Segurança do paciente

 – Mercy Medical Center reduziu em 62% o número de quedas de
pacientes internados (com danos a elas associados) ao longo de 1 ano de esforços
conce
ntrados;

– No New York City Health, o tempo médio de permanência dos
pacientes internados nas unidades de psiquiatria foi reduzido de 24.8 dias para
14.4 dias num período de 6 meses;

– Scottsdale Healthcare (Shea Campus) reduziu em 87% os
casos de úlcera por pressão nas CTIs em 6 meses e vem sustentado o resultado há
2 anos;

– Beth Israel Deaconess Medical Center conseguiu reduzir em
69% os casos de  hemólises nas amostras
de sangue coletadas no PA e vem sustentando o resultado há 4 anos, através do
redesenho dos processos junto com os laboratórios;

 Custos e
produtividade

– Desde o início dos esforços lean, que começaram em 2007, a
Cleveland Clinic economizou US$ 107 milhões em custos diretos e indiretos;

– Somando as economias alcançadas com as receitas adicionais
provenientes de liberação de capacidade, o New York City Health conseguiu
resultados da ordem de US$ 267 milhões ao longo do últimos 5 anos; 

– Beth Israel Deaconess Center conseguiu reduzir em 37% seus
estoques referentes a materiais utilizados na hemodinâmica, o que representou
uma liberação de caixa da ordem de US$ 3 milhões ao longo dos últimos 3 anos;

Qualidade do cuidado
e percepção do paciente

– A Christie Clinic conseguiu reduzir em 43% o tempo médio
de espera por uma consulta para pacientes de obstetrícia e ginecologia ao longo
de 8 meses; 

– Beth Israel Deaconess Center conseguiu aumentar 114
consultas ortopédicas por semana (em média) sem adicionar recursos,
simplesmente aproveitando melhor o tempo dos profissionais disponíveis ao longo
de 7 meses; 

– New York City Health conseguiu reduzir a taxa de
readmissão hospitalar em até 30 dias dos pacientes com insuficiência cardíaca
de 22.6% para 8.8% em 6 meses;

Esses resultados são somente uma pequena parte daquilo que
foi apresentado pelas instituições participantes.
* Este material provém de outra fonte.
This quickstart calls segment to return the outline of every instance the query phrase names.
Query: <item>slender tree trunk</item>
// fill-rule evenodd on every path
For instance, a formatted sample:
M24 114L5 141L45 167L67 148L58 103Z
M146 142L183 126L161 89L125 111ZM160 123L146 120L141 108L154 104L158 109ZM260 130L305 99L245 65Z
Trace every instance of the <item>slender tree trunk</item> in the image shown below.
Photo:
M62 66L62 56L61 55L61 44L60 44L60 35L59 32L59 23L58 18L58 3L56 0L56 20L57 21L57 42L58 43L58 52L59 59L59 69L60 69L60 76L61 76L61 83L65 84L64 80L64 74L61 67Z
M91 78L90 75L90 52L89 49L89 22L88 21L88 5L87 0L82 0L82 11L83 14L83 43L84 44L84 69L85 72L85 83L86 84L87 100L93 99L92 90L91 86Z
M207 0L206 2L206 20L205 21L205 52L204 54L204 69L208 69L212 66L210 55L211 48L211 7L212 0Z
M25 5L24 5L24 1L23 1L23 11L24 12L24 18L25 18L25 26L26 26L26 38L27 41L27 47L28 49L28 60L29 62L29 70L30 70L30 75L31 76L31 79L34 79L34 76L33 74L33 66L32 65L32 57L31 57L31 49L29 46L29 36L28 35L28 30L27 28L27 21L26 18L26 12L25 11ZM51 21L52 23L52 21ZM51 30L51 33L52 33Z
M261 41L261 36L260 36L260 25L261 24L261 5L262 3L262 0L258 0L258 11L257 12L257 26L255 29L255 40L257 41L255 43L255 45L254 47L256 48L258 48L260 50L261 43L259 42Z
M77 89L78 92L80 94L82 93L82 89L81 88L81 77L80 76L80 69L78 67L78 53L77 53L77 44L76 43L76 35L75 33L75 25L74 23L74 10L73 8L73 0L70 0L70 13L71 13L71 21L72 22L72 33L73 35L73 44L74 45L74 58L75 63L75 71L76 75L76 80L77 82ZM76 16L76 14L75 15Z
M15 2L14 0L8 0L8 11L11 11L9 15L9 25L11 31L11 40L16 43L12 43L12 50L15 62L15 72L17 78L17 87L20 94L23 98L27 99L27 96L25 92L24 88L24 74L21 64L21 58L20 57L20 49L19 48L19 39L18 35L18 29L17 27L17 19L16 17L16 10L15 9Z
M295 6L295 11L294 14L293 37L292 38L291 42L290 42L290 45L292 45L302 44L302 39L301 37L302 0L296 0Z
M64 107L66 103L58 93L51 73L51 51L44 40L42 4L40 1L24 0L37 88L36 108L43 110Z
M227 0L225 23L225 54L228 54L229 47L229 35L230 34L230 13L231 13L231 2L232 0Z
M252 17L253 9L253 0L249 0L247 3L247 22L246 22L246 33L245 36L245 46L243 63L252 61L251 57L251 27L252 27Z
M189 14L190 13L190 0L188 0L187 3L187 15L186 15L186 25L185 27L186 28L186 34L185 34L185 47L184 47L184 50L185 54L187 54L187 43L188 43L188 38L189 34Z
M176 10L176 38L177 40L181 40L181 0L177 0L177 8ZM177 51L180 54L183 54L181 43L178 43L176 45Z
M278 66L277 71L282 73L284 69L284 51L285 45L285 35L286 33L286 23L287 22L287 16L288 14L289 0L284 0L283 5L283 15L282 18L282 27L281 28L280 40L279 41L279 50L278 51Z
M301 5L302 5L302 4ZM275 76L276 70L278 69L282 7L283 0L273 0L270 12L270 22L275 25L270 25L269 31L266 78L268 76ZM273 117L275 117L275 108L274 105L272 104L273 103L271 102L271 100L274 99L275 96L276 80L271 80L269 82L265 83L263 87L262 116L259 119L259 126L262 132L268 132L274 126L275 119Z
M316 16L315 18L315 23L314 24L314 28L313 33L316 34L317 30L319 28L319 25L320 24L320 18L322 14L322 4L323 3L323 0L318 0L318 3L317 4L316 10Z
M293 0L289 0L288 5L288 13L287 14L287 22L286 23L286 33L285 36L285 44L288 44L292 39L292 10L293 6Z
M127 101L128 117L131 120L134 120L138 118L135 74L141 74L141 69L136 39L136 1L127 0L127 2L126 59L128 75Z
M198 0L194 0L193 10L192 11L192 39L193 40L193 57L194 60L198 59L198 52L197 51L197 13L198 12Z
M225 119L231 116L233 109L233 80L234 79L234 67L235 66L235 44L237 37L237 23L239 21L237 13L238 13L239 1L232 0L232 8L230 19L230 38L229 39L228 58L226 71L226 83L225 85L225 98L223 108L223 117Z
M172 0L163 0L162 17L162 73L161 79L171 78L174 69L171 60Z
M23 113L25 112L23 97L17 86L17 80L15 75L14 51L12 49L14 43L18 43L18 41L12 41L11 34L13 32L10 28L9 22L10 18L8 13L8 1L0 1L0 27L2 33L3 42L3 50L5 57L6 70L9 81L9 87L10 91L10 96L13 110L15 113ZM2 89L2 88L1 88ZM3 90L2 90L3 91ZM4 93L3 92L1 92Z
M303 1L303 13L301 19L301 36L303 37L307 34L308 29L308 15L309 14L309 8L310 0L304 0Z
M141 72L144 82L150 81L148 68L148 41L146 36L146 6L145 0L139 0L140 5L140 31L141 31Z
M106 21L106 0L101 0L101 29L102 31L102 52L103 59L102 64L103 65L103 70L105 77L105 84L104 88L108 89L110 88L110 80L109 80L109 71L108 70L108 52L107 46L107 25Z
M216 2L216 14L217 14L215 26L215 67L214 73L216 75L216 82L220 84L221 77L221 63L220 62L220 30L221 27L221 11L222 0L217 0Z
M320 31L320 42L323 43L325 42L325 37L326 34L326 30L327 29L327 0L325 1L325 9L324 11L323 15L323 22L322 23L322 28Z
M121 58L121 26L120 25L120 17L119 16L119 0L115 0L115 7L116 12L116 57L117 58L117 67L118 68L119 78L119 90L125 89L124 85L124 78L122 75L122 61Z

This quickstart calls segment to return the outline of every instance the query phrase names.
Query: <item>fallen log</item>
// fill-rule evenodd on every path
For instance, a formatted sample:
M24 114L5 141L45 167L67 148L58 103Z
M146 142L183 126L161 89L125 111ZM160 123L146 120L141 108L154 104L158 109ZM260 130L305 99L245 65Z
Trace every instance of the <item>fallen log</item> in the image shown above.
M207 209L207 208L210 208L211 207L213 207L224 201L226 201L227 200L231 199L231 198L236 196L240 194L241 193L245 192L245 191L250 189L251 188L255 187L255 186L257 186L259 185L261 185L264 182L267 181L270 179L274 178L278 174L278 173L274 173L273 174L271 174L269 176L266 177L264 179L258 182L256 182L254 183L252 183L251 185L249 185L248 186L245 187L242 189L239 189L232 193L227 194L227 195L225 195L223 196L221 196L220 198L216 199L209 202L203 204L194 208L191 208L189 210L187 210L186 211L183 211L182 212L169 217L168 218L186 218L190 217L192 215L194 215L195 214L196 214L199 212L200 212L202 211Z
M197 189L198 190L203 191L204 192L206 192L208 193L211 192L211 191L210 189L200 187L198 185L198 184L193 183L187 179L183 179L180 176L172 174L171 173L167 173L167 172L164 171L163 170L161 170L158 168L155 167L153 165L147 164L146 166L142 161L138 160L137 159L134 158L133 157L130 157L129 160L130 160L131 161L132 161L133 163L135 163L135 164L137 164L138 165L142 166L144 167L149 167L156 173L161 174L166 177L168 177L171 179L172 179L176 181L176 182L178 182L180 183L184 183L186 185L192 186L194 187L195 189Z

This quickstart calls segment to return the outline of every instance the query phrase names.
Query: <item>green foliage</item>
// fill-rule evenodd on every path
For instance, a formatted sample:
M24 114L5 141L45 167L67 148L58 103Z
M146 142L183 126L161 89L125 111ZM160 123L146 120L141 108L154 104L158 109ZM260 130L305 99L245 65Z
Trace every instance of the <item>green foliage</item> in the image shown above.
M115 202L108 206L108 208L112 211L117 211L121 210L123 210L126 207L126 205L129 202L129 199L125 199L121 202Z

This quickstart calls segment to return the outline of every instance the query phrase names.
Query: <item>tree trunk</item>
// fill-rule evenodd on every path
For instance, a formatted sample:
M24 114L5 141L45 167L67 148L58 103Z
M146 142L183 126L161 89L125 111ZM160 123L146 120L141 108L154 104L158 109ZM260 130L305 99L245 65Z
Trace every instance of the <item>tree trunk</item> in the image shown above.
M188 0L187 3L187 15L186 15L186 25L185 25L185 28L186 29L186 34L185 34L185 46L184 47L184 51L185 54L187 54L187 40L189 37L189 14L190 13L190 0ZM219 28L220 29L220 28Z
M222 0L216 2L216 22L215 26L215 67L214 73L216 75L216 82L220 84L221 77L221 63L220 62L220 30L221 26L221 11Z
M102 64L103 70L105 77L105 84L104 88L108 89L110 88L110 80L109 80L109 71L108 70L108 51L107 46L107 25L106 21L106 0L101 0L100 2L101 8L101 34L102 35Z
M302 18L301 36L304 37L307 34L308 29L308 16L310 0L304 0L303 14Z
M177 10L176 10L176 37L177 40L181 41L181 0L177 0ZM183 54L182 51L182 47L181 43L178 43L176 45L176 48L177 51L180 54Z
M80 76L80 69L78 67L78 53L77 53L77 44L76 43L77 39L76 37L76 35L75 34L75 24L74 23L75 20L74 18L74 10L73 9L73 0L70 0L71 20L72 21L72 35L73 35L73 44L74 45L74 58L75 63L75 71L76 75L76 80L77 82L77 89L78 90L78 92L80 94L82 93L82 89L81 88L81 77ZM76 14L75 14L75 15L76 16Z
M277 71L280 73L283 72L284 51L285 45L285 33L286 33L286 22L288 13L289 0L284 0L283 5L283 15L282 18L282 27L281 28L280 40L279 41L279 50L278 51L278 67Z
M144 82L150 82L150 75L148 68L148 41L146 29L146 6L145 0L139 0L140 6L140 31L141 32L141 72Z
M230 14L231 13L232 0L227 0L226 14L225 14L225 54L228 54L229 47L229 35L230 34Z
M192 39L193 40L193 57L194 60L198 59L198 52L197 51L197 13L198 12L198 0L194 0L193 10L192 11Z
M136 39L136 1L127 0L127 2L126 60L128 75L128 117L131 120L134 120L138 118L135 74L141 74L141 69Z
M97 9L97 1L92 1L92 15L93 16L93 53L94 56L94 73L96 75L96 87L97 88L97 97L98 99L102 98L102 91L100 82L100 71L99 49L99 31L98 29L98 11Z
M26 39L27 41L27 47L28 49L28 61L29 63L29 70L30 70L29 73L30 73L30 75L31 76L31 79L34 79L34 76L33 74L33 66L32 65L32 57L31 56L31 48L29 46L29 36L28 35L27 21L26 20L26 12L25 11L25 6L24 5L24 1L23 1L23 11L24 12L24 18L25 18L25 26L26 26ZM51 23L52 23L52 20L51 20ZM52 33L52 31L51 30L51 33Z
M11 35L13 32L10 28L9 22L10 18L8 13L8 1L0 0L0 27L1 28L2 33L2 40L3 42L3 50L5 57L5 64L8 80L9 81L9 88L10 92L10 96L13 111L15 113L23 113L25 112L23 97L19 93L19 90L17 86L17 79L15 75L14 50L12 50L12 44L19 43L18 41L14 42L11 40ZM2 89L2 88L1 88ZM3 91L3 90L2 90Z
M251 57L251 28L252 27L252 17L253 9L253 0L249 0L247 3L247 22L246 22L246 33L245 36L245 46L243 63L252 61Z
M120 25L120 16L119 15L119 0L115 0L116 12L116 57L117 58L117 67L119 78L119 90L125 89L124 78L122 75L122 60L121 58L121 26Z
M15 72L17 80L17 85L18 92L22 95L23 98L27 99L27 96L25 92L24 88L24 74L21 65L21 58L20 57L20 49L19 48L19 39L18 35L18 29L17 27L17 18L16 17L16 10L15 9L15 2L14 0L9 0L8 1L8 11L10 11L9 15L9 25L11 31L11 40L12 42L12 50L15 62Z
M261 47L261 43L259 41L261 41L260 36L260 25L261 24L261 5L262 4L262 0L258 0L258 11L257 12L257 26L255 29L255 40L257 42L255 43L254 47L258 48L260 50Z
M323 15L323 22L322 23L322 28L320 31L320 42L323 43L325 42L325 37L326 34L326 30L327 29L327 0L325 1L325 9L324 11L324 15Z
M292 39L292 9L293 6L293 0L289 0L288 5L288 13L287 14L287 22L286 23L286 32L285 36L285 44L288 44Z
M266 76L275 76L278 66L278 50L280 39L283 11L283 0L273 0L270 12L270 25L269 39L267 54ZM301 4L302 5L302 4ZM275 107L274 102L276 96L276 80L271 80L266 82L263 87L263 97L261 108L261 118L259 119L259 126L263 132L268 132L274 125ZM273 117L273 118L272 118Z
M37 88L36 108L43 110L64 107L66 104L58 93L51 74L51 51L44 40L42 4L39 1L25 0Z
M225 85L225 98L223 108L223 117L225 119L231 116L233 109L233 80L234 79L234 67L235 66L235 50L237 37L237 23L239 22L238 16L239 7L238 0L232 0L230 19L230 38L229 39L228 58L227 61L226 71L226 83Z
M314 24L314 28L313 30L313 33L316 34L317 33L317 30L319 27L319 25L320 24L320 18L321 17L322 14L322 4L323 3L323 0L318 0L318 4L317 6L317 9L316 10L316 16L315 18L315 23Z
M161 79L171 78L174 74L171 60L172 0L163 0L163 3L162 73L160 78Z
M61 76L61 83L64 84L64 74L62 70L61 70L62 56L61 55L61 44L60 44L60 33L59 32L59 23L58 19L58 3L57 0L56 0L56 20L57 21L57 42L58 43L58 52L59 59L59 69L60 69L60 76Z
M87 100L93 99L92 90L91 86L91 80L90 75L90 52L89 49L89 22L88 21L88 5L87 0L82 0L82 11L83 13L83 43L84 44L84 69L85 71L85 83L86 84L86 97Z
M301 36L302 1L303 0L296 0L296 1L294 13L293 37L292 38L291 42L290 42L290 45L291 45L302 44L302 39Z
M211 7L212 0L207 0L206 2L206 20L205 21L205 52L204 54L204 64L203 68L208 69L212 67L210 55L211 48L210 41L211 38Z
Existe uma infinidade de
outros impactos que estão sendo documentados e compartilhados. Nenhum dos
resultados, entretanto, foi alcançado sem uma razoável dose de persistência e
trabalho árduo.

Para se conseguir esse nível de benefícios, são necessários
meses, muitas vezes anos, de propósito consistente, foco e determinação. Repare
que tratam-se de esforços de médio e longo prazo e que, na totalidade dos
casos, não se encerraram em um único ciclo de melhoria: resultaram da
combinação de diversos projetos dedicados e muito bem estruturados e
conectados.

Mais uma vez, essa experiência nos trouxe a certeza que
temos muito trabalho a fazer. A aplicação do conhecimento lean dentro de
hospitais e clínicas médicas ainda está “engatinhando” no Brasil. Existem
algumas experiências relevantes, mas ainda se encontram restritas a
determinados centros de excelência. Alguns hospitais até têm “lean no
discurso”, mas, infelizmente, ainda não conseguiram entender com clareza do que
se trata, da profundidade exigida. Outros continuam achando que é “mais uma ferramenta” e estão longe de compreender a profunda diferença que existe nessa nova maneira de gerenciar. Estamos cada vez mais convencidos de que o salto de qualidade e produtividade que precisamos deve estar ancorado nas premissas e práticas do sistema lean de gestão.